There is accumulating evidence that the mTOR pathway may be involved in the pathophysiology of a number of neurological diseases. At this point, this evidence is predominantly derived from basic science and animal model studies. However, these findings are starting to be translated into the clinical arena. TSC is the one disease in which the mTOR pathway has been established as a central component of its pathogenesis and mTOR inhibitors have proven benefit. The rapamycin analog, everolimus, has recently been approved for treatment of SEGA and AML growth in TSC patients, and similar approval for other TSC-related tumors, such as LAM, and angiofibromas, may soon follow. In contrast, for non-TSC-related gliomas, such as glioblastoma multiforme, initial clinical trials have not demonstrated clear efficacy of mTOR inhibitors, and focus is now shifted to dual pathway inhibitors and combination therapies. Preliminary clinical studies suggest that mTOR inhibitors may be beneficial for treating seizures in TSC patients with established epilepsy, but await definitive confirmation from controlled trials.
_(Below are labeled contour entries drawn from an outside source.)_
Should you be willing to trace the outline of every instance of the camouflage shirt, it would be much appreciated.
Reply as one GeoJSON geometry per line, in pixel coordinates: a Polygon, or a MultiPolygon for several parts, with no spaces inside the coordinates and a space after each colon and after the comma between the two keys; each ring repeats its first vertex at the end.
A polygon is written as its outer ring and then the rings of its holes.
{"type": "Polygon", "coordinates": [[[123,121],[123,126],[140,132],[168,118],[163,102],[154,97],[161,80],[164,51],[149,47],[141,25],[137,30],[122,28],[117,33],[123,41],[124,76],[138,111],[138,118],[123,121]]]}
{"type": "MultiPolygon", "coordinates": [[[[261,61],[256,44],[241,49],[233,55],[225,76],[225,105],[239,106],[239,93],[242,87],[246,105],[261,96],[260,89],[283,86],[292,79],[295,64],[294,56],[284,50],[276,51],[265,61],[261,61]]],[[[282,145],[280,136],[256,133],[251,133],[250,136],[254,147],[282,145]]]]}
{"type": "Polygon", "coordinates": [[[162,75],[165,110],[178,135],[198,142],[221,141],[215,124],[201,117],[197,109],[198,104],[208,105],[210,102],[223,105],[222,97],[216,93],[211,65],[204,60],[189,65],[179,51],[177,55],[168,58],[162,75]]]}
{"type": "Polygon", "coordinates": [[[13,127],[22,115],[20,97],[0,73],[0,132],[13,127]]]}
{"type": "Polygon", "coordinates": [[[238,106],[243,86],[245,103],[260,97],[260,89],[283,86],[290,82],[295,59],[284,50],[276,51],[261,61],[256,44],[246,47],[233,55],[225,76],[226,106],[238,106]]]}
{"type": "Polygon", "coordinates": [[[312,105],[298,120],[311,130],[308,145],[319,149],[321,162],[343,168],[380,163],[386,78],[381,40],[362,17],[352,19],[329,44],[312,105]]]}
While several studies with TSC mouse models suggest that mTOR inhibitors have antiepileptogenic properties for preventing epilepsy, clinical antiepileptogenic drug trials are difficult to conduct and have not yet been attempted with mTOR inhibitors in TSC patients. Similarly, there is a variety of evidence that mTOR inhibition may also have disease-modifying effects in animal models of acquired epilepsy and various common neurodegenerative diseases, such as Alzheimer’s, Huntington’s, and Parkinson’s disease, but use of mTOR inhibitors have not been tested in patients with these diseases. Overall, considerable progress has been made in demonstrating the potential utility of mTOR inhibitors in a variety of neurological disorders. With ongoing progress in basic and clinical research, there are reasons to be optimistic that the clinical indications of mTOR inhibitors for neurological disease will continue to expand in the future.

Acknowledgments

This article is a summary of the Professor Yu-Zen Shen Memorial Lecture presented at the 16th Annual Meeting of the Taiwan Child Neurology Society. MW receives funding from the National Institutes of Health (R01 NS056872), the US Department of Defense Congressionally Directed Medical Research Programs, and the Washington University/Pfizer Biomedical Research Collaboration.